Hampir satu jam mereka bermain basket dan pertandingan dimenangkan Lavina. Tentu saja Lavina pemenangnya karena dia mengancam Erlan berkali-kali untuk mengalah atau dia akan menangis kencang di lapangan dan orang-orang akan menuduh Erlanlah penyebabnya.
"Gue menang!" seru Lavina keras.
"Iye, serah lo dah," balas Erlan yang duduk di samping Lavina. Mereka duduk di pinggir lapangan dengan napas memburu setelah merebutkan bola orange.
"Traktir gue!"
"Iya. Lo mau gue traktir apa?"
"Apa ya?" tanya balik Lavina.
"Cokelat?"
"Valentine udah lewat," jawab Lavina, cemberut mengingat valentinenya kemarin hampa.
"Emang lo mau gue kasih cokelat valentine?"
"Mau! Gue nggak pernah dapat cokelat valentine. Valentine kemarin gue gatot gara-gara misi Pluto."
"Kasihan. Besok gue kasih. Lo mau cokelat apa?" Erlan mengusap kepala Lavina tapi Lavina menepisnya.
"Jangan usap kepala gue." Lavina jadi teringat Arsenio setiap kepalanya dielus. Dia mau move on.
"Sorry," ucap Erlan.
"Gue mau cokelat jago."
"Cokelat jajan zaman dulu itu? Emang masih ada?"
"Masih."
"Lo kemakan instagram. Zaman gue SD aja tuh cokelat udah nggak ada."
"Ada Erlan. Beneran deh!"
"Cokelat Monggo aja yah?"
"Cokelat apa tuh?"
"Gue pernah beli waktu liburan ke Jogja. Beneran enak, nggak kalah sama merk luar."
"Lo mau ke Jogja?" tanya Lavina dengan ekspresi polosnya.
Erlan terkekeh menatap Lavina, dia gemas ingin mengacak rambut Lavina tapi dia takut Lavina akan marah.
"Lav, lo idup di zaman kapan sih? Apa iya gue harus ke Jogja cuma mau beli cokelat? Sekarang udah bisa kali beli online."

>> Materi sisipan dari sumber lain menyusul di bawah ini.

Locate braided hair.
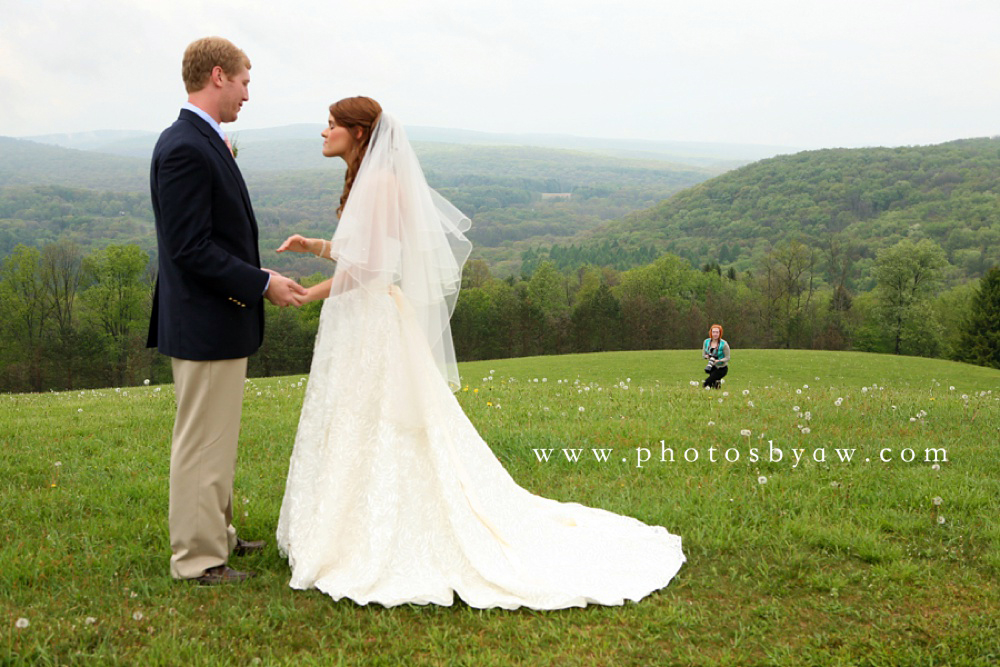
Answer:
[330,97,382,216]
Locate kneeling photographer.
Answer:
[701,324,729,389]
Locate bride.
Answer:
[277,97,685,609]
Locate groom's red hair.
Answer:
[181,37,250,93]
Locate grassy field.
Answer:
[0,350,1000,665]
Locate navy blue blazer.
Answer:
[146,109,267,361]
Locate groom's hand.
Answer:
[264,269,306,308]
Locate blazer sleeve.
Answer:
[157,143,268,303]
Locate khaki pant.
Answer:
[170,357,247,579]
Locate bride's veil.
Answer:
[331,113,472,391]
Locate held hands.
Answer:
[277,234,333,259]
[278,234,320,255]
[263,266,307,308]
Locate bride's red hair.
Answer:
[330,97,382,217]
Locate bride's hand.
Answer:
[278,234,316,252]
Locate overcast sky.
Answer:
[0,0,1000,148]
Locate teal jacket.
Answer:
[702,338,729,368]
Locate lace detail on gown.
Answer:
[277,288,685,609]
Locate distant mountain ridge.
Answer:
[561,137,1000,277]
[22,123,799,171]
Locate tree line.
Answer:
[0,239,1000,391]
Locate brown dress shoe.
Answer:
[192,565,257,586]
[233,537,267,556]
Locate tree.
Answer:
[41,240,83,389]
[957,266,1000,368]
[0,243,49,391]
[873,239,948,354]
[81,244,149,386]
[571,285,622,352]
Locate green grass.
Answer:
[0,350,1000,665]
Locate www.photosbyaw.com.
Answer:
[531,440,948,468]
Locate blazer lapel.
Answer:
[181,109,258,247]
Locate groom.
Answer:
[147,37,305,584]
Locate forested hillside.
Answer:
[533,138,1000,287]
[0,132,1000,391]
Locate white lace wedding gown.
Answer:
[277,287,685,609]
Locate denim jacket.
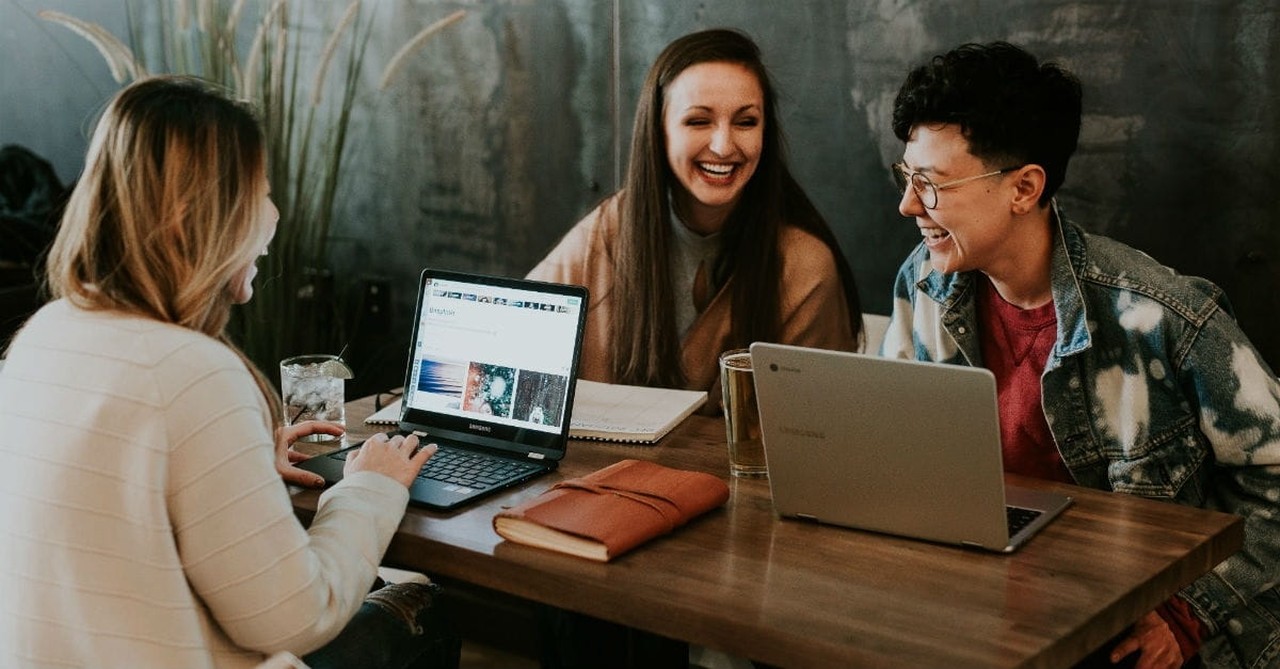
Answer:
[881,206,1280,668]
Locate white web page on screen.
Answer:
[410,279,584,432]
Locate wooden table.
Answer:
[293,398,1243,668]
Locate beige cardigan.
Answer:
[529,194,855,408]
[0,301,408,669]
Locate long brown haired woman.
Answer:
[529,29,861,399]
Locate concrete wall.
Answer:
[0,0,1280,388]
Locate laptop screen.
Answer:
[404,270,586,448]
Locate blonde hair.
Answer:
[46,77,280,426]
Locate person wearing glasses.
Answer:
[881,42,1280,668]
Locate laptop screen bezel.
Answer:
[401,267,588,460]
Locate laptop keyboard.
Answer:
[1005,507,1043,536]
[417,448,539,490]
[330,446,540,490]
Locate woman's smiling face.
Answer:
[662,63,767,234]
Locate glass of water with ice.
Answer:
[280,354,353,443]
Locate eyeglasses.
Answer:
[892,162,1020,209]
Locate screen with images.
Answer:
[406,278,584,434]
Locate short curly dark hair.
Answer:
[893,42,1082,203]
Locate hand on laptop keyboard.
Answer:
[342,434,436,487]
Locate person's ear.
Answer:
[1010,164,1046,215]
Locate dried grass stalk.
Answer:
[378,9,467,91]
[38,9,145,83]
[311,0,360,106]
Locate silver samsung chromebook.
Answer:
[751,343,1071,553]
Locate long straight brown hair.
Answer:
[612,29,861,386]
[46,77,280,427]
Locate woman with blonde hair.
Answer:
[0,77,457,668]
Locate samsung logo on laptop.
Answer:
[778,425,827,439]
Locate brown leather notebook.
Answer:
[493,459,728,562]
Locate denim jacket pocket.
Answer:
[1105,417,1208,505]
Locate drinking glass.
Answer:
[280,354,351,443]
[719,348,769,478]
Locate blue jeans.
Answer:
[302,583,462,669]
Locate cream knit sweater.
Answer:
[0,301,408,668]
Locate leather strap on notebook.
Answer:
[550,478,680,532]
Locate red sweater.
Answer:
[978,280,1201,657]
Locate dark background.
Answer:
[0,0,1280,399]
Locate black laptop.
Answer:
[300,269,586,509]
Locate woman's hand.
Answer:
[342,434,436,487]
[275,421,346,487]
[1111,611,1183,669]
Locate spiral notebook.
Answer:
[365,379,707,444]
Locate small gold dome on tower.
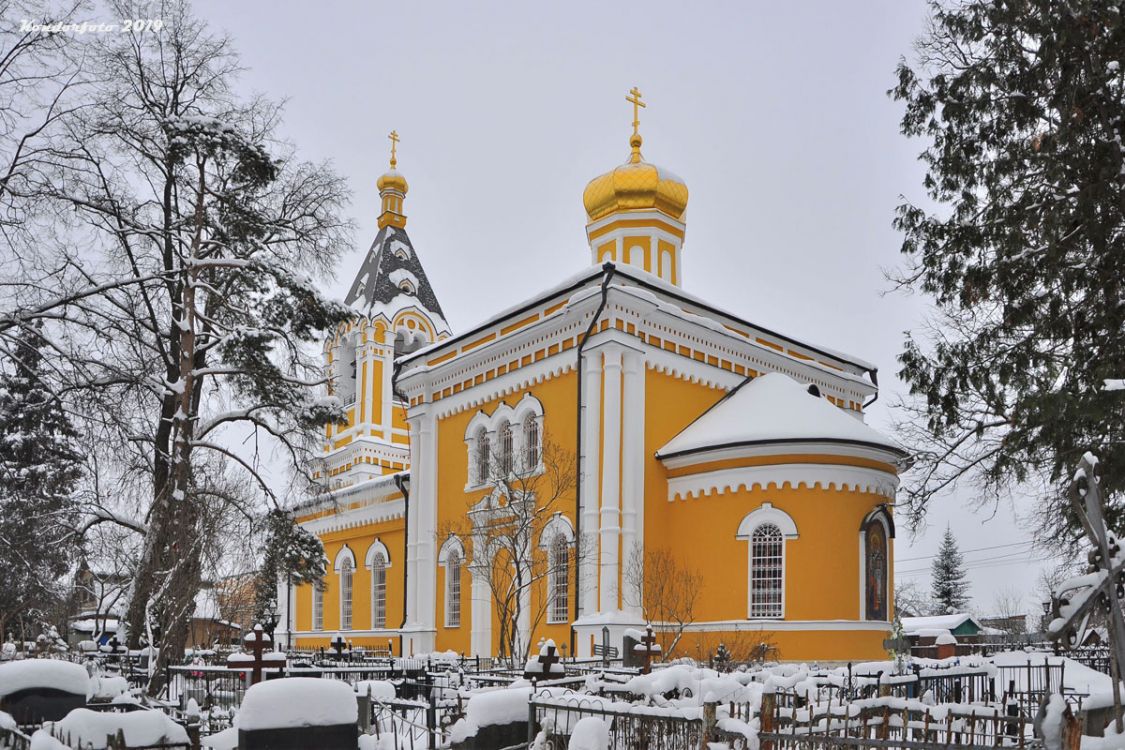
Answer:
[582,133,687,222]
[582,87,687,222]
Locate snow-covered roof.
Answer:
[344,226,449,331]
[403,265,876,380]
[657,372,905,458]
[902,612,980,635]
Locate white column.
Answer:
[412,413,438,649]
[621,350,645,616]
[469,539,493,657]
[597,347,621,612]
[273,576,297,648]
[380,332,395,443]
[406,417,422,627]
[578,351,602,616]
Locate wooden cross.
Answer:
[387,130,398,169]
[633,625,660,675]
[1047,453,1125,734]
[539,643,559,675]
[226,625,286,685]
[626,87,646,135]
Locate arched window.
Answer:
[547,534,570,623]
[863,518,888,620]
[313,581,324,630]
[523,414,540,471]
[496,422,512,477]
[446,550,461,627]
[750,523,785,620]
[340,558,356,630]
[371,552,387,629]
[475,427,492,485]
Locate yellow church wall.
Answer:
[667,483,885,622]
[435,371,577,654]
[645,370,727,549]
[294,518,406,648]
[673,627,890,661]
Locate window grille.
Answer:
[313,581,324,630]
[497,422,512,477]
[476,430,491,485]
[750,524,785,618]
[523,414,539,471]
[550,534,570,623]
[446,550,461,627]
[371,552,387,629]
[340,560,353,630]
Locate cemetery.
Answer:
[0,0,1125,750]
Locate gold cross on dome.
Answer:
[387,130,398,169]
[626,87,645,135]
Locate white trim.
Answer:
[657,440,900,471]
[438,534,465,567]
[668,463,899,503]
[858,508,893,622]
[332,544,356,573]
[670,620,891,632]
[363,539,390,570]
[539,510,575,551]
[300,498,406,536]
[737,519,797,622]
[735,503,797,540]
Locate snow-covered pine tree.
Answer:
[0,0,352,694]
[254,509,327,623]
[891,0,1125,541]
[0,325,81,634]
[930,526,969,615]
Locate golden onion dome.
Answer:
[375,167,410,195]
[582,133,687,222]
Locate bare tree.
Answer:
[0,1,351,690]
[439,435,588,661]
[626,546,703,659]
[894,578,937,617]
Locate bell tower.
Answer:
[582,87,687,286]
[321,130,450,489]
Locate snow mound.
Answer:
[566,716,610,750]
[449,683,531,743]
[239,677,359,731]
[0,659,90,697]
[356,679,395,701]
[41,708,188,750]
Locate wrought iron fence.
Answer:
[528,693,703,750]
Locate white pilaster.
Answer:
[597,345,621,612]
[469,540,493,657]
[578,351,602,615]
[406,417,422,629]
[379,328,393,444]
[621,350,645,617]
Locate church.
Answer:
[277,89,907,660]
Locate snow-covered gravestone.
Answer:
[237,677,359,750]
[523,639,566,680]
[0,659,90,724]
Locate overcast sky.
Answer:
[189,0,1057,612]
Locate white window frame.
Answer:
[520,412,543,472]
[363,539,390,630]
[496,419,515,477]
[371,552,387,630]
[438,534,465,629]
[547,534,570,624]
[736,503,798,621]
[313,580,324,631]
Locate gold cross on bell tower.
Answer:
[387,130,398,169]
[626,87,645,135]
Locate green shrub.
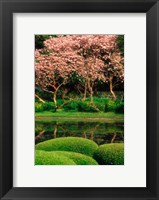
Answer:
[63,101,78,112]
[36,137,98,156]
[35,151,76,165]
[104,99,115,112]
[57,99,64,106]
[35,102,56,112]
[93,143,124,165]
[114,101,124,113]
[35,102,44,112]
[78,101,98,112]
[63,100,98,112]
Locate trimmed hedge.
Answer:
[55,151,98,165]
[93,143,124,165]
[35,150,98,165]
[35,102,56,112]
[35,137,98,156]
[63,100,99,112]
[35,151,76,165]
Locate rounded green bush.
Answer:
[35,150,76,165]
[54,151,98,165]
[93,143,124,165]
[35,137,98,156]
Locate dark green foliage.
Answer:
[63,100,79,112]
[36,137,98,156]
[104,99,115,112]
[78,101,99,112]
[114,101,124,113]
[35,151,76,165]
[35,150,98,165]
[93,143,124,165]
[104,99,124,113]
[35,102,56,112]
[63,100,99,112]
[57,151,98,165]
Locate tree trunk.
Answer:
[83,81,87,101]
[35,94,45,103]
[111,133,116,143]
[88,80,93,102]
[53,90,57,106]
[109,77,116,100]
[53,126,57,138]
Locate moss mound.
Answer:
[35,137,98,156]
[93,143,124,165]
[35,151,76,165]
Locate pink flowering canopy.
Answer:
[35,35,124,101]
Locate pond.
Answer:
[35,120,124,145]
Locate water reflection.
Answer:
[35,121,124,145]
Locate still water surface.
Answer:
[35,121,124,145]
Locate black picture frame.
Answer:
[0,0,159,200]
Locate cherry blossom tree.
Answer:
[35,35,124,104]
[35,49,81,105]
[102,49,124,100]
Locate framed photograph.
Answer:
[0,0,159,200]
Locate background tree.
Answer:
[35,47,81,105]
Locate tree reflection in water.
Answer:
[35,121,124,145]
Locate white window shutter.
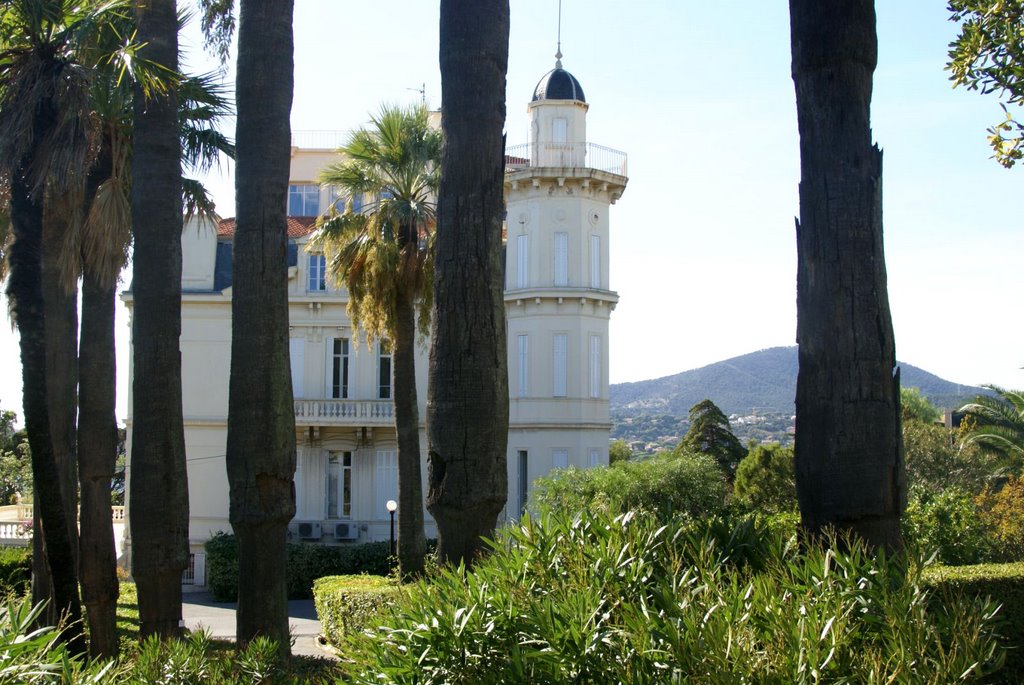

"Oh ya, ya. Gue mendadak bego nih gegara putus cinta."
Erlan semakin tertawa lepas melihat ekspresi Lavina.
"Kenapa lo ketawa? Gue baru putus lho, harusnya lo ikut sedih kek."
"Setelah putus emang apa yang berubah Lav?"
"Apa ya?" Lavina berpikir apa yang berubah.
"Lo aja bingung. Gue rasa lo nggak akan ngalamin perubahan yang besar. Justru Arsen yang akan kehilangan lo."
"Masa sih?"
"Ngarep ya?"
"Ih Erlan! Malah ngeledek lo, sial!"
"Becanda, Lav. Senyum dong!"
"Gue capek senyum terus."
"Tapi dari pada tenaganya habis buat cemberut mending capek karena senyum kan?"
"Ah, lo bisa aja. Gue baru putus cinta, Erlan, putus cinta," seru Lavina penuh penekanan.
"Iya, tahu gue. Lo udah ngomong ribuan kali bahkan tadi siang lo udah nangis lama banget sampai gue nggak ikut pelajaran terakhir. Terus kenapa? Gue harus ikut nangis?"
"Ya setidaknya lo ngertiin gue gitu."
"Gue udah ngertiin lo tadi siang. Sekarang gue mau lo dengerin gue."
"Lo kok ngeselin sih?"
"Lav, dengerin gue ya? Waktu terus berjalan meski lo ngerasa hidup lo berhenti karena putus cinta. Nangis bukan masalah tapi cukup sekali, setelah itu senyum. Sayang tenaga lo habis cuma buat nangis. Sementara tenaga lo bisa buat melakukan banyak hal."
"Lo cocok sama Loli. Kalau ngomong nggak pakai basa-basi. Kenapa lo nggak diem aja kayak tadi siang dengerin gue nangis."
"Tapi lo nggak bisa benci sama Loli kan? Lo mau benci sama gue?"
"Enggak bisa."
Lavina menghela napas berat.
"Gue nggak bisa benci kalian karena semua yang kalian omongin itu benar. Gue nggak mengelak. Gue cuma pengecut yang suka menghindar dari kebenaran. Puas lo?" ucap Lavina lalu tertawa miris.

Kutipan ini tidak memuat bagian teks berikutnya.